Ngotho, who trains in Boulder, Colorado, smiled. She has a lovely smile that unmasks her guarded personality, but on this day in San Francisco, she was feeling pretty good.
“Kip Keino is a coach in Kenya,” she continued, like the others giving credit to the running great. “However, I have my own coach, and a manager. My coach did not come <to San Francisco>, but my manager did. Keino and many of the older runners in Kenya push the younger runners. It starts in school. First, we run to school and back. I ran five kilometers to school, in the morning and the evening. Plus, we have track clubs established with good coaching. Volleyball and football <soccer> are also popular. I get on TV in my country and I am well known there.”

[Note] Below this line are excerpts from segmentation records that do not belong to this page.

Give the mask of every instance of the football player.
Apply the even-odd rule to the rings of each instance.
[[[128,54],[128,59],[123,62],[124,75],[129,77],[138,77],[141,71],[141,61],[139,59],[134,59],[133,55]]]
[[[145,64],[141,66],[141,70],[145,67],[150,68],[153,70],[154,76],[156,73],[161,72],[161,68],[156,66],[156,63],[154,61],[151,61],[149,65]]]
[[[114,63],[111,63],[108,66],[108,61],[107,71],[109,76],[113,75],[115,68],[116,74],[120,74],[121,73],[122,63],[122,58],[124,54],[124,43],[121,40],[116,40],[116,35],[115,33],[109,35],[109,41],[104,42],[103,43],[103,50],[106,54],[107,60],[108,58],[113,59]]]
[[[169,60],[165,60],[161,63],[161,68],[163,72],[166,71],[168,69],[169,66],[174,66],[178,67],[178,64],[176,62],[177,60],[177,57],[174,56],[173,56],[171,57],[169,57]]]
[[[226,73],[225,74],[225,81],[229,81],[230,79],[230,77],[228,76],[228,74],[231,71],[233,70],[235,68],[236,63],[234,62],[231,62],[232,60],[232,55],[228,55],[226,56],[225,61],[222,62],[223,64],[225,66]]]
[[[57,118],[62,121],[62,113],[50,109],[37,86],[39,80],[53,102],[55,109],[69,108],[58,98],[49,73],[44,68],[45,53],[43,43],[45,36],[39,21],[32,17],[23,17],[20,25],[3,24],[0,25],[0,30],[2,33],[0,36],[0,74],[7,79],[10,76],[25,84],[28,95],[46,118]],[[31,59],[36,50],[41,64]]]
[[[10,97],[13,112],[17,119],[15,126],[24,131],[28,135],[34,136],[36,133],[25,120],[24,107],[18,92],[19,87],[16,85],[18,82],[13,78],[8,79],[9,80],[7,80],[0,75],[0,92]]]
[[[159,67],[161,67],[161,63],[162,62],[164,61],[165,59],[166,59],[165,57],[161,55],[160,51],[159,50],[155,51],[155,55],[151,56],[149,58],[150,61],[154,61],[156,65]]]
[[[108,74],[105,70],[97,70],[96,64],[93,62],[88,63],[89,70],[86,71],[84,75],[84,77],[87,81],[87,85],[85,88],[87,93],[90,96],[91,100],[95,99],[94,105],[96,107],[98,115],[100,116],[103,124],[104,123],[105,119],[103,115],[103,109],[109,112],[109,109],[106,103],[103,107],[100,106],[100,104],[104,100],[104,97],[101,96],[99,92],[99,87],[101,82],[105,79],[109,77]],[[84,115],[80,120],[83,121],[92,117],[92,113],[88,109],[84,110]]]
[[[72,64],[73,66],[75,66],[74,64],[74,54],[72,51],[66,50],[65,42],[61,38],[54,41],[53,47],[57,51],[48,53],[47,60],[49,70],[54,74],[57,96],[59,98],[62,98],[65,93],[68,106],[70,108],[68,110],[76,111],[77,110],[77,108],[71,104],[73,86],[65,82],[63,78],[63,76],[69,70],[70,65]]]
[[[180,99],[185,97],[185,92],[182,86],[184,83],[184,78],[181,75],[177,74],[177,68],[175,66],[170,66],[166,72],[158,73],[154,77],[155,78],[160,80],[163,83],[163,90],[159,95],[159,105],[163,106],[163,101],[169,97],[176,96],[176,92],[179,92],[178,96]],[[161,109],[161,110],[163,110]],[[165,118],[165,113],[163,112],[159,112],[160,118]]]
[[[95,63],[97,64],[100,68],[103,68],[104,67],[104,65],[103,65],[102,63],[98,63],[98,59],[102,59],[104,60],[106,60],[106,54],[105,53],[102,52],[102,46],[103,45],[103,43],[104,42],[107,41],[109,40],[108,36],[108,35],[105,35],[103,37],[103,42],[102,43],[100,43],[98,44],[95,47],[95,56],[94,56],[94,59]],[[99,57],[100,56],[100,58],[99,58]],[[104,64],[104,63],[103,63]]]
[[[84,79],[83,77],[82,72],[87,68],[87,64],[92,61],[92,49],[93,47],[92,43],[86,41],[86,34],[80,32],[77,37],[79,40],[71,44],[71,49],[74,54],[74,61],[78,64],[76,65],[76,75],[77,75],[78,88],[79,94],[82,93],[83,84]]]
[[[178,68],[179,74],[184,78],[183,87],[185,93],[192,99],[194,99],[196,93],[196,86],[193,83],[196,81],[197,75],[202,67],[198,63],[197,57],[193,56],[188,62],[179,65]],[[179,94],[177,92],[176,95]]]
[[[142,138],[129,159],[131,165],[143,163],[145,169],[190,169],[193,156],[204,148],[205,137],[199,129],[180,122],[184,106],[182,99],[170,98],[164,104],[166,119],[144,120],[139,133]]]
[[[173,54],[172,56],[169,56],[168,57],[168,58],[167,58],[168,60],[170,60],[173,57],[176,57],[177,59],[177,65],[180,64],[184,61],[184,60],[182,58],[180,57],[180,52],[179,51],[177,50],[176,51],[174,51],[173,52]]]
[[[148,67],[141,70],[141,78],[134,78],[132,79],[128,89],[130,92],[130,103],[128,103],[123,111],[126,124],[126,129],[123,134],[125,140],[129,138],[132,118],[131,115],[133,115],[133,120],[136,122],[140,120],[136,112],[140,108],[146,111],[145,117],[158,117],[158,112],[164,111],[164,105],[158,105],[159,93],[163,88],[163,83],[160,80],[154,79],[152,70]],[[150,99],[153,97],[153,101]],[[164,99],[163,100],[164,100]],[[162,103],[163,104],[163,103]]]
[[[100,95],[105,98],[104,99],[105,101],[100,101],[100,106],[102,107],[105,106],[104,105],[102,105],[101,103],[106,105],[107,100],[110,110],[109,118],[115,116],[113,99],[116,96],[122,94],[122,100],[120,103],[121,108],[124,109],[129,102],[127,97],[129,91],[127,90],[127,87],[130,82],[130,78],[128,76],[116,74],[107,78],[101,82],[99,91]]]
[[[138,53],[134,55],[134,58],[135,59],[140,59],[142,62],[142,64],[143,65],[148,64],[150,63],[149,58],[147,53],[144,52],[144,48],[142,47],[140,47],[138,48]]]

As for the Bay to Breakers, that started 90 years ago, and the Examiner continues to maintain its sponsorship of the event.
“The race started several years after the Great Earthquake of 1906,” said Florence Fang, Ted Fang’s mother. “It’s very important for this paper to continue the tradition, and we’re very pleased to do so.”
Ted Fang seemed extra pleased. He was able to wear three hats on Sunday. First, he presided over the successful event sponsored by his paper. Second, as a publisher he had to be happy with all those potential subscribers who showed up. Thirdly, he was able to be a journalist.
It was Fang, you see, who broke the “Baby to Bay” story with a twinkle in his eye.
Lori Stich-Zimmerman was typical of the type of person who enjoyed participating. Her husband, Paul Zimmerman, won in the Master’s Division. Stich-Zimmerman is from Michigan, but lives in Oregon now.
“I was here for a wedding in Napa,” she related. “I got home at one AM and made it here for the race. People thought I was crazy, but that’s the spirit of runners.”
Stich-Zimmerman, who ran in the 1996 San Francisco Marathon, stretching from Marin over the Golden Gate Bridge, to Chinatown, then the ocean.
“I was running on adrenaline,” she said of her Sunday run operating one five hours sleep. She was not the only one.